Suaraindo.id – Miris. Itulah kata yang tepat untuk menggambarkan reaksi masyarakat terhadap pengungkapan oknum pejabat di Kementerian Komunikasi dan Digital (Komdigi) yang diduga melindungi praktik judi online (judol). Kasus ini mencuat dengan adanya laporan bahwa Ketua Tim Penyidikan dan Ahli UU ITE Ditjen Aplikasi dan Informatika, Denden Imadudin Soleh, bersama dengan setidaknya 10 pegawai Komdigi lainnya, terlibat dalam memelihara sekitar 1.000 situs judi online untuk menghindari pemblokiran di Indonesia. Dari aktivitas ilegal ini, mereka dikabarkan meraup keuntungan sebesar Rp 8,5 miliar per bulan.
Menanggapi hal ini, Ketua Umum DPP LDII, KH Chriswanto Santoso, turut angkat bicara dan mengingatkan akan pentingnya akhlak dalam proses perekrutan dan pembinaan Aparatur Sipil Negara (ASN). Menurutnya, Indonesia tidak akan maju hanya dengan aparatur yang cerdas, namun juga harus berakhlak mulia. “Aparatur yang berakhlak mulia akan mengutamakan kejujuran, keadilan, dan transparansi, serta menjunjung tinggi integritas dalam menjalankan tugasnya,” tegas KH Chriswanto.
Dampak Negatif Judi Online
Praktik judi online yang dilindungi oleh oknum di Komdigi ini, menurut KH Chriswanto, bukan hanya merusak moral, tetapi juga membawa dampak sosial dan ekonomi yang sangat merugikan masyarakat. Ia menjelaskan bahwa para pelaku seakan tidak peduli dengan dampak buruk dari judi online, yang bisa menghancurkan ekonomi keluarga, merusak hubungan sosial, dan bahkan menimbulkan konflik yang semakin tinggi, baik di lingkungan keluarga maupun masyarakat.

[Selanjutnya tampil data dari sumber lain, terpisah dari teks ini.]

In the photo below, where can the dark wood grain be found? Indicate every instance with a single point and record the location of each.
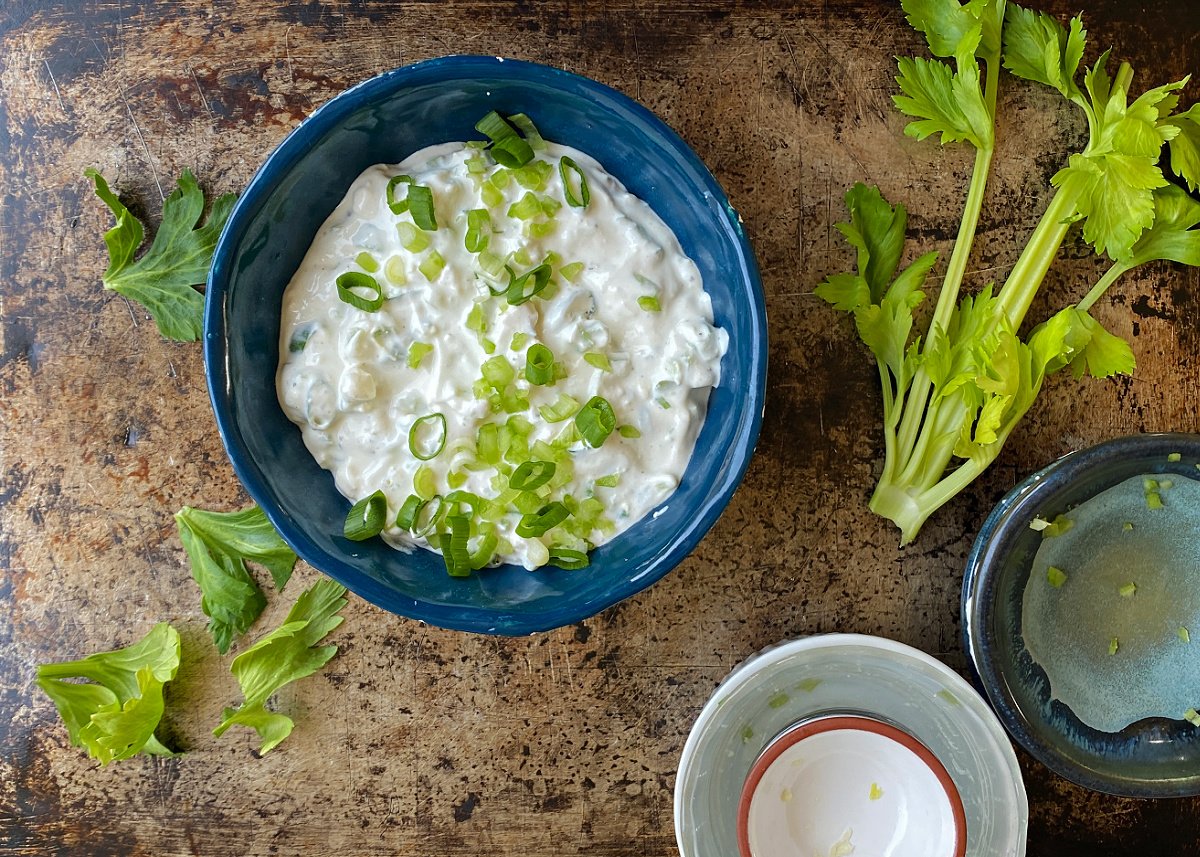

“Judi online sangat berpotensi menghancurkan masa depan generasi muda, yang seharusnya sedang membangun cita-cita dan karakter mereka,” ujar KH Chriswanto. Akibat judi online, banyak remaja yang terjebak dalam kecanduan, menjauh dari pendidikan, dan kualitas hidup mereka pun terganggu dalam jangka panjang. Bahkan, praktik ini telah memicu kekerasan dalam rumah tangga dan perceraian, serta meningkatnya angka bunuh diri yang berkaitan dengan masalah finansial akibat judi online.
Korupsi, Kolusi, dan Nepotisme: Bahaya Mentalitas ASN Tanpa Akhlak
Dalam konteks mentalitas ASN yang melindungi judi online, KH Chriswanto menekankan bahwa akhlak adalah kunci utama dalam rekrutmen dan pembinaan aparatur negara. ASN yang tidak berakhlak baik cenderung terlibat dalam praktik-praktik korupsi, kolusi, dan nepotisme yang merugikan bangsa. Sebaliknya, ASN yang memiliki akhlak mulia akan lebih mementingkan prinsip kejujuran dan keadilan dalam setiap tindakannya.
“ASN yang berakhlak baik tidak akan tergoda untuk berbuat curang hanya demi memperkaya diri sendiri,” jelas KH Chriswanto. Dengan memperhatikan akhlak, pemerintah dapat meminimalisir masalah besar seperti korupsi, yang sering kali merugikan rakyat dan menghambat pembangunan bangsa.
Akhir Kata: Profesionalisme ASN yang Berdasarkan Akhlak
KH Chriswanto juga mengingatkan bahwa profesionalisme ASN bukan hanya dilihat dari kecakapan teknisnya, tetapi juga dari sikap dan karakter yang baik. ASN yang berakhlak mulia dapat menunjukkan empati, rasa peduli terhadap masyarakat yang dilayaninya, serta dapat menyelesaikan permasalahan dengan penuh pengertian dan rasa tanggung jawab.
“ASN yang berakhlak karimah akan disiplin, berkomitmen pada pekerjaannya, dan memiliki tanggung jawab yang tinggi, serta menjadi teladan bagi masyarakat,” pungkas KH Chriswanto. Dengan memperkuat akhlak dalam setiap lini kehidupan, baik di kalangan ASN maupun masyarakat, Indonesia dapat maju dengan landasan moral yang kokoh.